Commenting on our digital age in the Huffiington Post recently a contributor asked; How Much of Our Life Are We Living Through a Screen?
Max Weber wrote long and hard on this Dave. German around 1920. The iron cage of bureaucracy. In academe we ended-up with ‘procedures in place’ for everything, all copied from somewhere else. One day, to rescue a degree validation (wheeled in in a last-ditch attempt to provide academic credibility by my boss who hated me), I found myself defending the lack of a module on the learning organisation. My module of this name had been axed by an idiot colleague. I found myself saying that concepts of the learning organisation under-pinned the very philosophy and teaching methods of the programme and we did not now, as for the last ten years, teach it as a separate module. ‘Splendid’ said the moderator, bringing down his rubber stamp.

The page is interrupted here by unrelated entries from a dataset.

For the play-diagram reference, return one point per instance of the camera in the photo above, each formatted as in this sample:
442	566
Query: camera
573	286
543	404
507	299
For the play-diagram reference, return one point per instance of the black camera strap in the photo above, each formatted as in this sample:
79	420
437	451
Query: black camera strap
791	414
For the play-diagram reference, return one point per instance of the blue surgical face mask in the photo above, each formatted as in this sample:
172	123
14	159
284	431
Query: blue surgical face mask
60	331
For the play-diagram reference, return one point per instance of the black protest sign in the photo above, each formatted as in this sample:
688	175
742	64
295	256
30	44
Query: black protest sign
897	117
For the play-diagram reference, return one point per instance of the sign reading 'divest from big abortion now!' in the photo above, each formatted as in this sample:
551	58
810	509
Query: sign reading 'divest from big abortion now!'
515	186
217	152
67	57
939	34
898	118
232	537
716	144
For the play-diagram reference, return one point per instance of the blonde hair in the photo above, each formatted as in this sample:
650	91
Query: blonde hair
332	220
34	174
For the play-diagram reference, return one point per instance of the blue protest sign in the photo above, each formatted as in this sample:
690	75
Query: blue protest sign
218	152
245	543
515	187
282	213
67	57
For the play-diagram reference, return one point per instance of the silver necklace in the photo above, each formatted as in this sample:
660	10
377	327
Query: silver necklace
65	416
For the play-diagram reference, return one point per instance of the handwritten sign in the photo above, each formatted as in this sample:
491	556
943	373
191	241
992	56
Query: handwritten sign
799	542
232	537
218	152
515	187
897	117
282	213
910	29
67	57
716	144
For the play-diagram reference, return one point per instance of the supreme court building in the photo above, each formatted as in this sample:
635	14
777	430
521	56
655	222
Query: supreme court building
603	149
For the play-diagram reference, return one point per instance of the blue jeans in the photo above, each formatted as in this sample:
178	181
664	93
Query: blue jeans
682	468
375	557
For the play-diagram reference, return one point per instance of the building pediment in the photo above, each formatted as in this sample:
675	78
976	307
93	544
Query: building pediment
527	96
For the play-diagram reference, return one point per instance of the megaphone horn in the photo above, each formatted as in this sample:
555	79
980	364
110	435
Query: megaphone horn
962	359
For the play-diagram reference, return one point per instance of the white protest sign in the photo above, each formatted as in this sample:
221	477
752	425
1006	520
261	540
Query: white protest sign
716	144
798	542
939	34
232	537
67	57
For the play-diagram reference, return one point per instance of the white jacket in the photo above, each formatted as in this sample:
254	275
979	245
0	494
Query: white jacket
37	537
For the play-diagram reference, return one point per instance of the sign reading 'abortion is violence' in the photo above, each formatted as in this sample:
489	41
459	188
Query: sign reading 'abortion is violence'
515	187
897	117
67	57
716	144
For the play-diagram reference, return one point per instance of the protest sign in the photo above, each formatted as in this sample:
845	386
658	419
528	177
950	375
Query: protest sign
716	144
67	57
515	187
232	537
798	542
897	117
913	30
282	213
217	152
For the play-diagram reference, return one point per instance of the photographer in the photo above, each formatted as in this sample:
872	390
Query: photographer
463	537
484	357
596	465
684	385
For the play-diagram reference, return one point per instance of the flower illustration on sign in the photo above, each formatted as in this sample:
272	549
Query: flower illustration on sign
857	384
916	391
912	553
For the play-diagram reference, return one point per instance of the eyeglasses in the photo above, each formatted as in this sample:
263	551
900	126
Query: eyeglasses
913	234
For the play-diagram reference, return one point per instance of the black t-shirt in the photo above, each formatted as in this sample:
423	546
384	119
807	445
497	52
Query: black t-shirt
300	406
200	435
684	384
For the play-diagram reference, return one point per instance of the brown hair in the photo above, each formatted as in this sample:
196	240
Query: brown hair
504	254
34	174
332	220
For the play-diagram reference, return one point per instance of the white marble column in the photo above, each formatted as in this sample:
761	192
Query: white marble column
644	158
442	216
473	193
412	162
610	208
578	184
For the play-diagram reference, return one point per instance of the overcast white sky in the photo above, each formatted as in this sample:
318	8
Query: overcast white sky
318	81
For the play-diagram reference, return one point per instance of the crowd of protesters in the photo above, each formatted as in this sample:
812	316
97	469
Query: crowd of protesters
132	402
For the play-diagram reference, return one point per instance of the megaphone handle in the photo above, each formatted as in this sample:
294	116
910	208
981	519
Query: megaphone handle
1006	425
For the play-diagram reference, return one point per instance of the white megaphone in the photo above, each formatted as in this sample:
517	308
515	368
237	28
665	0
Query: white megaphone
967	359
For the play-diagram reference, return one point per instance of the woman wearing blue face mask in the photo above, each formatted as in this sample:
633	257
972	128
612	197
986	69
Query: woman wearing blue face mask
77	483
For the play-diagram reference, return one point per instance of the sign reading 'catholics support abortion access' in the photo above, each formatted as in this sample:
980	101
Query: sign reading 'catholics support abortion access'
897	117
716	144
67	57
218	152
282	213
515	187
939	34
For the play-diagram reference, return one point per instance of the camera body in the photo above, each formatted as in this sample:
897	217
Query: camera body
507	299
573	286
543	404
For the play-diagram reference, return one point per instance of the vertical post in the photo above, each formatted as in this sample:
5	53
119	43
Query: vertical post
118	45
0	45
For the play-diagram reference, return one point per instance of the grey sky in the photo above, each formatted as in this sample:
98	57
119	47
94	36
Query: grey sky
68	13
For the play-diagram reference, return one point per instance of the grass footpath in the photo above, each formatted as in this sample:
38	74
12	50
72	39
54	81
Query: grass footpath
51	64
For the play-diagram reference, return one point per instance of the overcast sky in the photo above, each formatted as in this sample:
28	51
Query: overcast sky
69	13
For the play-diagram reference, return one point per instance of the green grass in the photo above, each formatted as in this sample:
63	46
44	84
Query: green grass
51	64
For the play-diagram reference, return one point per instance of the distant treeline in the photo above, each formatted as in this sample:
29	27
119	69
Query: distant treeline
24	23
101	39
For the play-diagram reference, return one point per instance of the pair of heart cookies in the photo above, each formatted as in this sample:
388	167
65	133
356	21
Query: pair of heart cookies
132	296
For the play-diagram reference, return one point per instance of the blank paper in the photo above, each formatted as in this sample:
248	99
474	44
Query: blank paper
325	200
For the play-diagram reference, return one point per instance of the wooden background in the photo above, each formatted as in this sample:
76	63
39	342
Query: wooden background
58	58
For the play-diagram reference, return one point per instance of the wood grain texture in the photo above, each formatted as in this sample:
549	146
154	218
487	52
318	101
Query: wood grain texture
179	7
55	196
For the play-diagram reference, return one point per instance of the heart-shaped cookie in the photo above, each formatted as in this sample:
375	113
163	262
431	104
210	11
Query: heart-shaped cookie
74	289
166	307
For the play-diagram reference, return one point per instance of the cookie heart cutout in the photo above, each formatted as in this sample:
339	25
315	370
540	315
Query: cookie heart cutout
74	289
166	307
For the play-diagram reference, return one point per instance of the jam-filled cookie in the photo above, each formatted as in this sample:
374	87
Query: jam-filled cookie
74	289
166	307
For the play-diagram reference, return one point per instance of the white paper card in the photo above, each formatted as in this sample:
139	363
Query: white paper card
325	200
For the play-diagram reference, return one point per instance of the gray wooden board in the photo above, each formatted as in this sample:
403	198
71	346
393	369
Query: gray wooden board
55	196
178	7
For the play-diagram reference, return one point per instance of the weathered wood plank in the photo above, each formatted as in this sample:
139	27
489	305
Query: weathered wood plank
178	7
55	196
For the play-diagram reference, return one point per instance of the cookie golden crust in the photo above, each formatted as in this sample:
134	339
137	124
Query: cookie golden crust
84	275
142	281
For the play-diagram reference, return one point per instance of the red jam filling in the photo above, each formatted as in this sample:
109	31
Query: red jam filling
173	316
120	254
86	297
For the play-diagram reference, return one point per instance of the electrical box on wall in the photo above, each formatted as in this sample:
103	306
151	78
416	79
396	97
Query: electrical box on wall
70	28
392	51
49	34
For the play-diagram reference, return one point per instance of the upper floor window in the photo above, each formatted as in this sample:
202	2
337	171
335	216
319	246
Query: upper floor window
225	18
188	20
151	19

Over a drink, he asked me how I could work with such guileless pisspots and showed me a dozen examples where they had failed to change areas of the course document to read University of Bolton not Portsmouth, where the dross was copied from.
The ‘new thinking’ is not even thought up, just copied. The classic area is ‘equal opportunities’. Given that agriculture is about 5% of world GDP, it’s a good guess that 90% of all ‘work’ is about nothing.
Another Weber classic is the iron law of oligarchy – in which a democratic party eventually stifles its own democratic free speech through its own rules.